In 2010, with STEMCCA and multiple publications under their belts, the trio established a virtual Center for Regenerative Medicine, with its own website, seminar series, and iPS cell bank carrying branded labels.

As the number of stem cell biologists, physician-researchers, and biomedical engineers grew on both BU campuses, the affectionately labeled CReM brothers felt it was time to pitch a physical center to BU President Robert A. Brown, who firmly backed the idea. Boston University and Boston Medical Center (BMC) invested jointly in the endeavor, and in November 2013, CReM opened in its newly remodeled space at 670 Albany Street.

In the video above, CReM founders discuss how they use induced pluripotent stem (iPS) cells in their labs.

CReM’s mission is to advance stem cell research and regenerative medicine for the treatment of patients, in particular those at BMC, with diseases such as cystic fibrosis, emphysema, sickle cell anemia, and amyloidosis. Investigators collect blood or skin cell samples, usually from patients at the Alpha-1 Center, the Center of Excellence in Sickle Cell Disease, and the Amyloid Center, and reprogram them into iPS cells.

“Any cell can be reprogrammed,” says Mostoslavsky. “It’s a true biological rejuvenation. The cells really go back in time.” Researchers now have the ability to coax iPS cells—which uniformly carry a patient’s genetic mutations—into their desired cell line, such as lung, liver, or blood. (CReM’s iPS cell bank stores at least 13 such cell lineages.) Mostoslavsky says the resulting cells are “still a work in progress,” compared to those found in nature, but the process allows researchers to watch how an iPS-derived lung cell develops the early stages of cystic fibrosis. What took years to unfold in a patient takes days in the lab.

CReM investigators can screen drugs against patient cell lines to determine which medications are most effective for a specific genetic mutation—the “clinical trial in a test tube,” as Murphy calls it. “In theory,” he says, “you could develop therapies that are molded specifically for a particular patient with a particular disease.”

Developmental biology and drug screenings are now CReM’s bread and butter, but its founders keep in mind what they call their long-term “Apollo projects,” such as genetically engineering iPS cells to correct patients’ mutations. The resulting healthy cells could be cultured and multiplied to regenerate a transplantable organ that wouldn’t be rejected by the patient’s body.

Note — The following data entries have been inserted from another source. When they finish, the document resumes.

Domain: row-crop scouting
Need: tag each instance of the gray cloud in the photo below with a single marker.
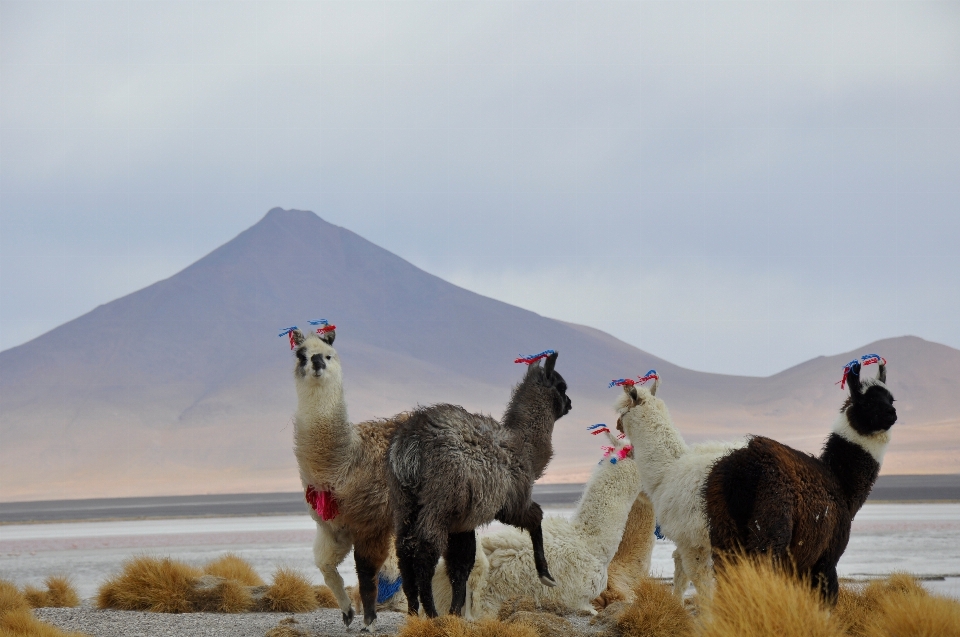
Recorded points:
(735, 186)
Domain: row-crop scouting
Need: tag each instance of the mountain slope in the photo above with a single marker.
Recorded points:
(184, 387)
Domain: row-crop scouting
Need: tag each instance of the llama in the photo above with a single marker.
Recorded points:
(673, 475)
(632, 560)
(579, 550)
(343, 471)
(450, 471)
(769, 498)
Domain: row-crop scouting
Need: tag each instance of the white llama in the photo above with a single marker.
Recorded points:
(342, 468)
(673, 475)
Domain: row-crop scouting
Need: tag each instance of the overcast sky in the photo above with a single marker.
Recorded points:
(734, 186)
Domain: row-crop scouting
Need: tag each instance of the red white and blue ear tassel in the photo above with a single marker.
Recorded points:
(289, 332)
(866, 359)
(613, 452)
(533, 358)
(324, 326)
(642, 380)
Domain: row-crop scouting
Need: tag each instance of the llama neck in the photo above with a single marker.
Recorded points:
(656, 443)
(854, 459)
(323, 435)
(529, 419)
(603, 509)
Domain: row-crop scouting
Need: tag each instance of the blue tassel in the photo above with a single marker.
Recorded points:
(387, 589)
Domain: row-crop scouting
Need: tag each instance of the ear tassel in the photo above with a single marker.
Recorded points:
(642, 380)
(866, 359)
(324, 326)
(289, 332)
(618, 453)
(533, 358)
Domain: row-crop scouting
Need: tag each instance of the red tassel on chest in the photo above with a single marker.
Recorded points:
(323, 502)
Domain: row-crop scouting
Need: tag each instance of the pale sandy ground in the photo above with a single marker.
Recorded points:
(922, 539)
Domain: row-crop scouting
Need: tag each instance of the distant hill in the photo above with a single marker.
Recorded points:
(184, 388)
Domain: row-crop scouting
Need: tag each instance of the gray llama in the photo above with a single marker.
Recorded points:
(450, 471)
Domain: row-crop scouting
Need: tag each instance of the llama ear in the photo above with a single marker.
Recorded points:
(551, 362)
(328, 336)
(853, 380)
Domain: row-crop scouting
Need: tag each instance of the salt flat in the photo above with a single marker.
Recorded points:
(920, 538)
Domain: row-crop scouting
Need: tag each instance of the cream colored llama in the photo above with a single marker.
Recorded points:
(579, 550)
(342, 468)
(673, 475)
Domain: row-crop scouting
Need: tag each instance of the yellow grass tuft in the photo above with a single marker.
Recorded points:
(22, 623)
(325, 598)
(160, 585)
(231, 566)
(753, 598)
(11, 599)
(290, 592)
(897, 605)
(217, 595)
(908, 613)
(59, 594)
(655, 613)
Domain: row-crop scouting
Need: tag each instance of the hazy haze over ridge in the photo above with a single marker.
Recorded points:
(184, 387)
(733, 186)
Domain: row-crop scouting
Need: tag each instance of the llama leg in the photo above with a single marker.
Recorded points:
(330, 547)
(425, 565)
(369, 556)
(531, 519)
(406, 560)
(824, 578)
(702, 573)
(680, 579)
(461, 553)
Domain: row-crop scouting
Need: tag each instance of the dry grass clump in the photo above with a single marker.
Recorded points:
(213, 594)
(655, 613)
(286, 628)
(325, 598)
(290, 592)
(16, 616)
(59, 594)
(895, 606)
(451, 626)
(11, 599)
(754, 598)
(159, 585)
(231, 566)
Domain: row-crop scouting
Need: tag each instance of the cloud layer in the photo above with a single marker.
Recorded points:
(733, 186)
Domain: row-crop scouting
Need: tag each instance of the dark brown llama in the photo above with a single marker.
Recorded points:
(767, 498)
(450, 471)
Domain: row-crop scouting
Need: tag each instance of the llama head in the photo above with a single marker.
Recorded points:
(317, 361)
(549, 381)
(869, 409)
(637, 403)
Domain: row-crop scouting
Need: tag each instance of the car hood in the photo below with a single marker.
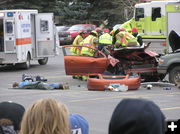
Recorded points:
(174, 41)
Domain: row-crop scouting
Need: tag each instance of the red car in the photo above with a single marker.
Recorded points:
(117, 61)
(67, 37)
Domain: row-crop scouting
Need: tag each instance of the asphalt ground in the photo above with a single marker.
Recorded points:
(95, 106)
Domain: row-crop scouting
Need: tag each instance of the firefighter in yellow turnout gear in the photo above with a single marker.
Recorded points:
(90, 41)
(78, 41)
(125, 39)
(77, 50)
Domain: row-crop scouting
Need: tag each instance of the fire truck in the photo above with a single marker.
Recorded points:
(26, 35)
(154, 21)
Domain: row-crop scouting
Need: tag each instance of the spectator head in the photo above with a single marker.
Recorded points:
(106, 30)
(46, 116)
(15, 84)
(134, 30)
(78, 124)
(137, 116)
(82, 31)
(122, 29)
(98, 29)
(11, 115)
(94, 33)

Kotton has been collaborating with a team of Massachusetts General Hospital researchers using a technology called lung decellularization and recellularization, which strips the organ of its cells and repopulates it with genetically engineered copies that lack the patient’s original mutation. Theoretically, the reprogrammed cells could multiply, fill the lung’s scaffolding, and someday be used for transplantation. Kotton, who thinks it will be possible eventually to re-create lungs via 3-D printing technology, is collaborating on this with Christopher Chen, a College of Engineering professor of biomedical engineering.

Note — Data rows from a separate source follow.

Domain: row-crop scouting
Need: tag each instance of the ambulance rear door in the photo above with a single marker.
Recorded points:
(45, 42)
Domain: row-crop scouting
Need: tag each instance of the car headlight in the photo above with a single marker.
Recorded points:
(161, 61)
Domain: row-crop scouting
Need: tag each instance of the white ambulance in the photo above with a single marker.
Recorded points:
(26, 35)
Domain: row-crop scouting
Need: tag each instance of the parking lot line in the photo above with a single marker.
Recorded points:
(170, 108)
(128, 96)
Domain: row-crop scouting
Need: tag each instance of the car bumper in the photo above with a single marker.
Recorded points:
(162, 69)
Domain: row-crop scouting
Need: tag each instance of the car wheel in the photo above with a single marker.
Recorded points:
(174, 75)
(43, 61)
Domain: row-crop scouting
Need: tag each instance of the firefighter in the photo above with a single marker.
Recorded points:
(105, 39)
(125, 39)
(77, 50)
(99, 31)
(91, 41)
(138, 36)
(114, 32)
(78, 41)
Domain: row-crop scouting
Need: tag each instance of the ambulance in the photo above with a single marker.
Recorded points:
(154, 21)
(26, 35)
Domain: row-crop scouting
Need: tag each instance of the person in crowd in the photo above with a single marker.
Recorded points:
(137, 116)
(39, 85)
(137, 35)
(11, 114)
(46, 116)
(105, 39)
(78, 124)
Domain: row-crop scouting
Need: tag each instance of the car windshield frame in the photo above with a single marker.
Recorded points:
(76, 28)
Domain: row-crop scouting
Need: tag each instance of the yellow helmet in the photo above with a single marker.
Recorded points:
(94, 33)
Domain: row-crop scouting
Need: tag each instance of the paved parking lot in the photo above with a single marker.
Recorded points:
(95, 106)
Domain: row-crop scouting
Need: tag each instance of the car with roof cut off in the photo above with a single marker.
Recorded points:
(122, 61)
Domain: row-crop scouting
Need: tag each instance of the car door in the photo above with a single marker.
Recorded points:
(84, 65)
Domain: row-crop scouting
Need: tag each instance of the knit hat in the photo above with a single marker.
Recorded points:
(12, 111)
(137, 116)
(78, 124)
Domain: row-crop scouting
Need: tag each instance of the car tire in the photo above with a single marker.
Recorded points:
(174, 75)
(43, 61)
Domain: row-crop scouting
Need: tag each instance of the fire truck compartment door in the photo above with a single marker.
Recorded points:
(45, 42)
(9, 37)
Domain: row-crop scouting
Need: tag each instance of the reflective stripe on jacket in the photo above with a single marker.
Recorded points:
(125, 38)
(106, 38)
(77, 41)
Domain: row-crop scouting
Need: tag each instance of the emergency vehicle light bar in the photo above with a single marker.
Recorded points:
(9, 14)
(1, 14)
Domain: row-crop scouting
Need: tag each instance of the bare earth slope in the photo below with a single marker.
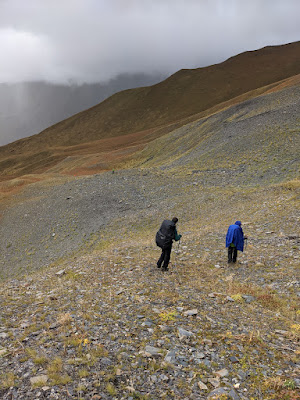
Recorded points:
(151, 111)
(86, 314)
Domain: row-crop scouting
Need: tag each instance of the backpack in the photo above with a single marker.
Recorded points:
(166, 234)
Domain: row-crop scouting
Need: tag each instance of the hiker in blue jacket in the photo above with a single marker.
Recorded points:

Meanwhile, Murphy dreams of brewing blood. “The human body makes 2.5 million red blood cells every second of every day,” he says. “How does one contend with that from a research platform?” He thinks they will be able to “harness molecular cues” that exponentially increase the amount of artificial blood they can produce in vitro. Such a discovery could eliminate the need for blood donation in the United States and—even more urgent—in developing countries, where the practice is not widely accepted.

Another one of Murphy’s Apollo projects is boutique blood, or the development of small batches that could be produced for people who suffer from sickle cell anemia or the blood disorder beta thalassemia and require transfusions of rare blood types.